Boosted by a combination of a stronger-than-expected US economy and the prospect that monetary conditions will improve in the second half of the year, US companies with investment-grade ratings have raised more than a whopping $265 billion this year as of March 12, according to data from Dealogic. “There’s ample appetite among investors to reallocate to fixed income given today’s higher rates,” says Mike Zaccardi, CEO of Zaccardi, LLC.
But one corner of the market isn’t riding the boom: Sustainability-linked bonds (SLBs). According to Dealogic, there were only three transactions of such kind in the US year-to-date as of mid-March. Globally, the trend is similar, with SLBs in 2023 down 51% YoY. This contrasts with corporate green bonds, which had surged by 48% this year as of March 12, reaching a total of $52.6 billion.
Syed Hasan Jafar, associate dean of graduate programs at Woxsen University in Hyderabad, blames the subpar performance of SLBs on their complex nature and the lack of standardization as to key performance indicators. “Due to uncertainties regarding the legitimacy and significance of these instruments, many investors are still reluctant to adopt SLBs fully,” he says. Some hope that the SEC’s new climate disclosure guidelines will lead to a more mature market for sustainability-linked products. (related story in Trends p. 80)

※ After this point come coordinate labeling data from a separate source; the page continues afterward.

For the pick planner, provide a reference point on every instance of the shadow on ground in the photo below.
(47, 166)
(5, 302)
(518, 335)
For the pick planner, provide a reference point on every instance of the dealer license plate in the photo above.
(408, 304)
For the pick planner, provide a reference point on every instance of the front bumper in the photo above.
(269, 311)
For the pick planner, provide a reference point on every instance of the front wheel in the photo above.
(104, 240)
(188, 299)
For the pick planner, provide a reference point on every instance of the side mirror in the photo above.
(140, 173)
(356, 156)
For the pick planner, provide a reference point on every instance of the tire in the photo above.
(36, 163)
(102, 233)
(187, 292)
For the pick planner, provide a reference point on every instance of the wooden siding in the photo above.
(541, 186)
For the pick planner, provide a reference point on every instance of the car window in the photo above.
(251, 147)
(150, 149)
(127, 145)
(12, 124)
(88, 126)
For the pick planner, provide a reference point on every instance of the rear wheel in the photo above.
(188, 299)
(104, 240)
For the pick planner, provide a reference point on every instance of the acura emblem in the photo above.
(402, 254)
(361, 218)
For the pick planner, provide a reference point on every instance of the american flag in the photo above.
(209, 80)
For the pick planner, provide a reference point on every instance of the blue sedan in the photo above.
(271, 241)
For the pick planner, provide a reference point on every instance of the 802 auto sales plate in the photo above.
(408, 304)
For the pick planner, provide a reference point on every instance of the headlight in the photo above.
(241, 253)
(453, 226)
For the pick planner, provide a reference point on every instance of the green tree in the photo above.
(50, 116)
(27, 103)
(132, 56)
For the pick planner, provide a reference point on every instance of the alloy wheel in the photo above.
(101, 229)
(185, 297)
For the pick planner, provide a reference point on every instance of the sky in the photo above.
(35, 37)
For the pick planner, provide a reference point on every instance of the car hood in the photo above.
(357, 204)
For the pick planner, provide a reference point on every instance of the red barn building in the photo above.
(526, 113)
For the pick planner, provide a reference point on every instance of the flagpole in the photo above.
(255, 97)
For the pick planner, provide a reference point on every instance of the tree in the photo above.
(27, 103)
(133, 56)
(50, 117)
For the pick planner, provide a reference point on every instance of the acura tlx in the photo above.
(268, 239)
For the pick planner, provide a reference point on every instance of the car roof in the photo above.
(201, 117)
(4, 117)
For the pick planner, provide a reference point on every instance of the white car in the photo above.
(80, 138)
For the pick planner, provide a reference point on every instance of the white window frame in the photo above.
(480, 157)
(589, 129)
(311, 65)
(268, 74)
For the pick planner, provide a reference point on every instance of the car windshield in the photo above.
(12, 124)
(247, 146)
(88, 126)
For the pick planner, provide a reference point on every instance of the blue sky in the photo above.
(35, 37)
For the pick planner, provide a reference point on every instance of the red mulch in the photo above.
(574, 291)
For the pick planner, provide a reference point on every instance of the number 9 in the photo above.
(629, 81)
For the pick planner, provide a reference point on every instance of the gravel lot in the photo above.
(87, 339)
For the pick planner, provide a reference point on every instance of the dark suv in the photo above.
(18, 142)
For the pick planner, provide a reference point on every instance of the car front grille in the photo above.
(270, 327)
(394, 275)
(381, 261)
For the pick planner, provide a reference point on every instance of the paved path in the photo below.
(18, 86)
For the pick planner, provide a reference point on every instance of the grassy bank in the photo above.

Meanwhile, in the US, at least, among the corporate bond market’s many flourishing corners, convertible debt is getting attention, particularly for high-flying mid-cap tech companies like Super Micro Computer, MicroStrategy, and Lyft. “The favorable landscape allows firms to borrow under more-advantageous conditions, securing lower spreads above risk-free rates, indicative of cheaper capital compared to periods of market stress,” explains Gaël Fichan, head of fixed income at Swiss private bank Syz Group.
Hasan Jafar warns these issuances carry significant risk: “Convertible debt can lead to dilution of ownership if the company’s stock price rises significantly.” Syz’s Fichan agrees: “Those [convertible bonds] issued by smaller tech companies could face increased vulnerability due to potential tight funding scenarios or abrupt market corrections.”